The state of Oregon had a fixed budget for this program, and could
not know in advance how many of the people who were selected in the
lottery would be deemed eligible for insurance.  Therefore, the
probability of being selected in the lottery was presumably set to a
conservative level.

# Joint probabilities

Events (including several we have seen already) can involve more than one outcome. For example, we have already computed the probability that a household won the lottery but failed to receive apply to the program.

Let's now turn to some joint probabilities of the available demographic information along with treatment status for the household.

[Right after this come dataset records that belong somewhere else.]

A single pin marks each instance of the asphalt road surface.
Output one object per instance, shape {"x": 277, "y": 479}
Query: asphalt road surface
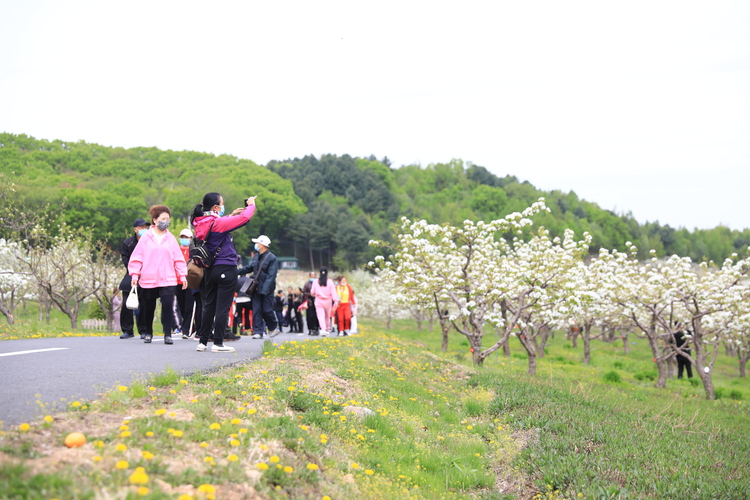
{"x": 61, "y": 370}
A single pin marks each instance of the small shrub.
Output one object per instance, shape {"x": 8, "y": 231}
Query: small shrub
{"x": 612, "y": 377}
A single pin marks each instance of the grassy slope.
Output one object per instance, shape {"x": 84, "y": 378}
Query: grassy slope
{"x": 440, "y": 428}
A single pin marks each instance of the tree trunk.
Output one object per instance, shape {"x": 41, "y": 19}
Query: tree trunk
{"x": 586, "y": 344}
{"x": 475, "y": 341}
{"x": 743, "y": 362}
{"x": 625, "y": 344}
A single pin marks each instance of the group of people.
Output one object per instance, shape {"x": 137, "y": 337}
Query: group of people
{"x": 156, "y": 266}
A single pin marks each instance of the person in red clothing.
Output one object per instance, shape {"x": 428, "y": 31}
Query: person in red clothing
{"x": 347, "y": 306}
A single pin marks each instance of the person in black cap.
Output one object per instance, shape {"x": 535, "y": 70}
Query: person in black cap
{"x": 140, "y": 227}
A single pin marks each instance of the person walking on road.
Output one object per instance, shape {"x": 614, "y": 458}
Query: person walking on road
{"x": 140, "y": 226}
{"x": 264, "y": 267}
{"x": 326, "y": 297}
{"x": 156, "y": 267}
{"x": 220, "y": 280}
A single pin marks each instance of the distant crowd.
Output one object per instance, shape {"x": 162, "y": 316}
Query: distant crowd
{"x": 204, "y": 293}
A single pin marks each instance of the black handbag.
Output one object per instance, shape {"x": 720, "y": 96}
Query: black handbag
{"x": 200, "y": 255}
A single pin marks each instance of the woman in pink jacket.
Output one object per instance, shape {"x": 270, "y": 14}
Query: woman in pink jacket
{"x": 157, "y": 266}
{"x": 325, "y": 295}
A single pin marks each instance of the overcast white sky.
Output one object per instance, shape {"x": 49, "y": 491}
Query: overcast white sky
{"x": 642, "y": 107}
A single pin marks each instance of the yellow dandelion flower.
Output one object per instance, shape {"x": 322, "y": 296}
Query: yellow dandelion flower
{"x": 139, "y": 476}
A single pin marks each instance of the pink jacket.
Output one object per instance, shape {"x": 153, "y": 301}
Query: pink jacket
{"x": 324, "y": 292}
{"x": 157, "y": 264}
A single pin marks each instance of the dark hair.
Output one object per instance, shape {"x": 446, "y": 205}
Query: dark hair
{"x": 323, "y": 280}
{"x": 155, "y": 211}
{"x": 209, "y": 201}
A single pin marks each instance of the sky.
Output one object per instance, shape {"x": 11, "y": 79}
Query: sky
{"x": 642, "y": 106}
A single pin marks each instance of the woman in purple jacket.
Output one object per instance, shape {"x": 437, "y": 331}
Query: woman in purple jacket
{"x": 220, "y": 280}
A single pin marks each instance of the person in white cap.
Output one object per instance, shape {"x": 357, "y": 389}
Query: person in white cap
{"x": 264, "y": 267}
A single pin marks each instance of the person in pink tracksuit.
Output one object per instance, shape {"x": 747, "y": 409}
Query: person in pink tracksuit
{"x": 157, "y": 268}
{"x": 325, "y": 295}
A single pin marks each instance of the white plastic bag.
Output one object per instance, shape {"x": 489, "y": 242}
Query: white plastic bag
{"x": 132, "y": 302}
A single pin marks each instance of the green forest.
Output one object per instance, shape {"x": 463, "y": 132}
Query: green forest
{"x": 324, "y": 211}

We will start using an age group variable that we construct below.
First we obtain the age of each subject in the first year of the
program, then ask Pandas to group the subjects into three groups of
equal size based on age.

In [None]:
hh = df.groupby('household_id').agg({'treatment': 'first',
                                     'applied_app': 'max',
                                     'approved_app': 'max',
                                     'zip_msa': 'first',
                                     'birthyear_list': 'median',
                                     'female': 'mean',
                                     'has_phone': 'mean'
                                    })
hh["age"] = 2008 - hh["birthyear_list"]
hh["agegrp"] = pd.qcut(hh["age"], 3)

Construct a 'contingency table' or 'crosstab' showing how many people have
each combination of the age group and treatment variables. (Hint: use `groupby`, `size`, and `unstack`)

<details>

```
counts = hh.groupby(["agegrp", "treatment"]).size().unstack()
counts
```

</details>


Convert the counts above to proportions. (Hint: you may have to use `sum` twice)

<details>

```
probs = counts / counts.sum().sum()
probs
```

</details>


The previous table contains sample proportions, which must sum to exactly 1. Show that the values sum to 1.

<details>

```
probs.sum().sum()
```

</details>


Find the value of

$$P(\text{Won the lottery and in the old age category})$$

(Hint: you may need to refer to your row using position rather than name)

<details>

```
probs[True][2]
```

</details>


Repeat these computations to find the joint probabilities for treatment and whether the household lives in a metropolitan area (`"zip_msa"`). What was the most common joint outcome. Describe this in words.

<details>

```
count_msa = hh.groupby(["zip_msa", "treatment"]).size().unstack()
probs_msa = count_msa / count_msa.sum().sum()
probs_msa
```

</details>
We see that most common outcome was households in metropolitan areas not winning the lottery.